Thapar’s curated garden appears to have insulated her from the socio-economic realities informing her epistemological blindspots. Though she textually critiques the historical development of the caste system in ancient India, the reflection on the Dalit question – a jungle fire in contemporary India, barely touch the boundaries of her garden. Given her long engagement with Buddhism, her lack of comment on Navayana or Ambedakarite Buddhism is puzzling.
In fact, the only time she reflects on the contemporary caste politics in India at some length is in her dismissal of caste-based reservations as a policy of caste emancipation. Perplexed by the supposed Dalit support for the BJP in elections, she wonders, whether the Dalits are satisfied with the status of ‘lesser Hindus’ provided jobs are guaranteed or has the reservation policy silenced critical social analysis (p. 631)? Such an understanding denies agency to subaltern communities and blames them for exhibiting ‘false consciousness’.
It’s the result of an outdated garden manual, which views Indian/Hindu society as fossilized, frozen in time and divided for eternity between High castes and Low castes, whose interests are never to coincide, no matter the quantum of socio-economic, cultural and political changes. A particular section of the Indian intelligentsia poses as the greatest opponent of understanding history and society through simplistic binaries and cultural essentialism.
Except when the binary is Brahmana-Sramana or Savarna-Avarna, and the essentialism equates Hinduism with the caste system. In similar enthusiasm, Thapar appears to have missed the opportunity of revisiting her previously contested claims. She attributes to Patanjali for comparing the Sramana-Brahmana duo with that of Snake and the mongoose, suggesting a perennial antagonistic relationship (p. 265). A claim already debunked by scholar Nathan McGovern in his influential work The Snake and the Mongoose.
In the liberal understanding, Hindutva emerged as a reactionary political ideology in opposition to the more secular nationalism of the Congress, something which then can be understood by drawing parallels with the rise of Muslim reactionary politics in the subcontinent. However, such a simplistic parallel is fundamentally flawed, given the communities in question differ at the level of social phenomena. This is a dimension which Thapar is forced to partially concede when she acknowledges the difference between Abrahamic religions like Islam and Christianity and religions like Hinduism (p. 214).
The success of Muslim politics in the colonial times and the failure of Hindutva politics should have invited its due investigation. Similarly, the past success of the secular politics of the Congress, and its increasing irrelevance in the contemporary times, needs introspection. It cannot be explained by pointing to the failure of public education or the misuse of media, as Thapar tries to do (p.217).

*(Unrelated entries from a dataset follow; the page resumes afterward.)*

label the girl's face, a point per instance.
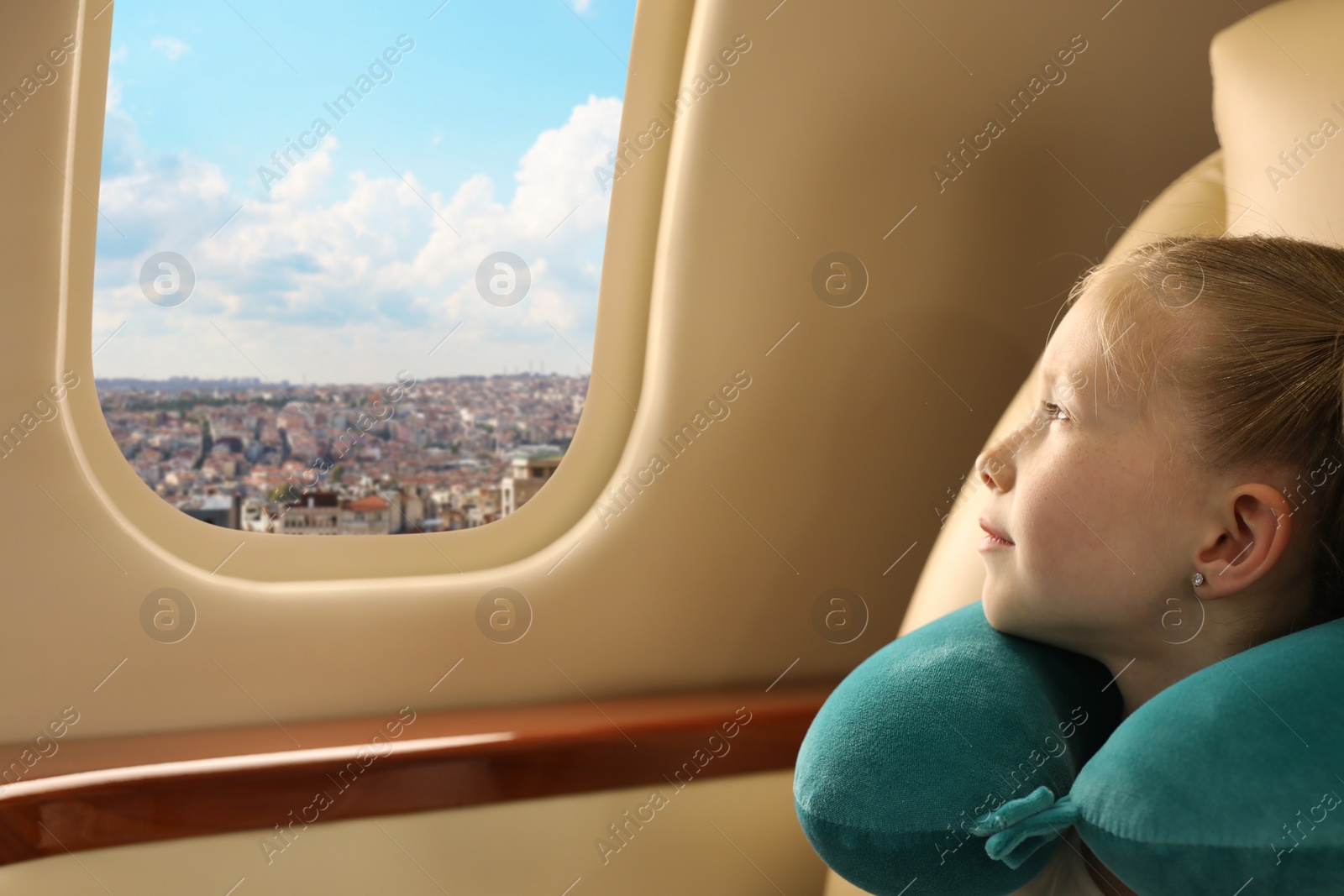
(1100, 533)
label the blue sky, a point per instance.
(355, 262)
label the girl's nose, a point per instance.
(994, 468)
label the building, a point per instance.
(526, 479)
(366, 516)
(313, 513)
(215, 510)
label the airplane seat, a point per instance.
(1278, 103)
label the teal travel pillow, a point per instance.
(1225, 783)
(945, 725)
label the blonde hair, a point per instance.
(1247, 331)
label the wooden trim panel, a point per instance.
(113, 792)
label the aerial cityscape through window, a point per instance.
(349, 255)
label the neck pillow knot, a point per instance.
(1021, 826)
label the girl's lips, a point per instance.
(994, 537)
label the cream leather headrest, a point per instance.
(1278, 107)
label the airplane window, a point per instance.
(349, 253)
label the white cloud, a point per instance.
(171, 47)
(351, 281)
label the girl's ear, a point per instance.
(1256, 533)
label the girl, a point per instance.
(1175, 499)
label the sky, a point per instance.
(467, 129)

Such an introspection would require an honest reflection and assessment of the secular politics at the level of elementary assumptions with respect to the fundamentals of Indian history and society. Gardening enthusiasts at times appear to be alienated from realities of a jungle. Thapar’s contribution to the development of Indian historiography cannot be denied, as it led to the democratization of Indian historical imagination beyond the confines of discussing dry political histories.
However, her reflections on contemporary social realities suffer from serious misgivings, simplistic analysis, and glaring absences. Nonetheless this memoir provides us with a rare opportunity to understand the historical development of a particular class of old Nehruvian intellectuals, along with their thought processes and their ultimate limitations.